Partant, l'assistance judiciaire est octroyée au recourant pour la procédure devant l'autorité
intimée.
III.
La demande 601 2015 143 d'assistance judiciaire est admise et Me Dominique Morard
désigné en qualité de défenseur d'office.
IV.
La demande 601 2015 126 d'assistance judiciaire, devenue sans objet, est rayée du rôle.
V.
Les frais de justice, fixés à CHF 1'000.-, sont mis à la charge du recourant.
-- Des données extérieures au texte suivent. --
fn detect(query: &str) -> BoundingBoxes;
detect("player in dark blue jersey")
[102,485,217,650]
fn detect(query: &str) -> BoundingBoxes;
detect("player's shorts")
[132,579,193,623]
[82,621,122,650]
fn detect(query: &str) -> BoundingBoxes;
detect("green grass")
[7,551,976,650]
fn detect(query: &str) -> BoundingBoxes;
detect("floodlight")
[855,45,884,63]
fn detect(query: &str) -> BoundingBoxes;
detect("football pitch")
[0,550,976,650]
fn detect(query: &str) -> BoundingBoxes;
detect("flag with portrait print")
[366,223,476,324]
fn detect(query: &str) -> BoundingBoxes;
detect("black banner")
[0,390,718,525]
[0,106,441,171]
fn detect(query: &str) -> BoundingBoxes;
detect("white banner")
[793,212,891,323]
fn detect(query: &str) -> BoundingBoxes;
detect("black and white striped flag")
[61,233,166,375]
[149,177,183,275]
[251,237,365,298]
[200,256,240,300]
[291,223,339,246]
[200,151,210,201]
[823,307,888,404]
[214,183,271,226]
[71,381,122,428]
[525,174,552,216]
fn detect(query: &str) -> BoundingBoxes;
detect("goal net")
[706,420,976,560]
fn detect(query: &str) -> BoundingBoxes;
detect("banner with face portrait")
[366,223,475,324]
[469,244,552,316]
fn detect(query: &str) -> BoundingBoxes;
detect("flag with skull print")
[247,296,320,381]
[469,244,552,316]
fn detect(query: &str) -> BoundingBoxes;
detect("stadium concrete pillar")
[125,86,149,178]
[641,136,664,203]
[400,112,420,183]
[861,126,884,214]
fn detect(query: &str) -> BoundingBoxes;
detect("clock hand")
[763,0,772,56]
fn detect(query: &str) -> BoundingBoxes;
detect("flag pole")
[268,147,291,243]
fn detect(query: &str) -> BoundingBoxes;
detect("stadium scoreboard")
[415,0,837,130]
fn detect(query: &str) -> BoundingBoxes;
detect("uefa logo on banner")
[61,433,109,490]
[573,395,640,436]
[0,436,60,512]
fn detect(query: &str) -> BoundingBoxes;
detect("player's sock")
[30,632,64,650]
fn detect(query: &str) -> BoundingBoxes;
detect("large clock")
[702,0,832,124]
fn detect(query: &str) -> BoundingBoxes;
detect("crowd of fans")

Ils ne sont pas
perçus en raison de l'assistance judiciaire qui lui a été octroyée.
VI.
Il est alloué à Me Morard, en sa qualité de défenseur d'office, une indemnité de
CHF 6'332.40, plus CHF 1'119.- de débours, plus CHF 596.10 au titre de la TVA, soit à un
montant total de CHF 8'047.50, à mettre intégralement à la charge de l'Etat de Fribourg.
VII.
Il est alloué au recourant pour ses frais de défense une indemnité de partie de CHF 1'525.-,
plus CHF 14.90 de débours, plus CHF 123.19 au titre de la TVA, soit une somme de
CHF 1'663.10, à charge de l'Etat de Fribourg.
VIII. Communication.
Cette décision peut faire l'objet d'un recours auprès du Tribunal fédéral, à Lausanne, dans les 30
jours dès sa notification.
La fixation des montants des frais de procédure et de l'indemnité de partie peuvent, dans un délai
de 30 jours, faire l'objet d'une réclamation auprès de l'autorité qui a statué, lorsque seule cette
partie de la décision est contestée (art. 148 CPJA).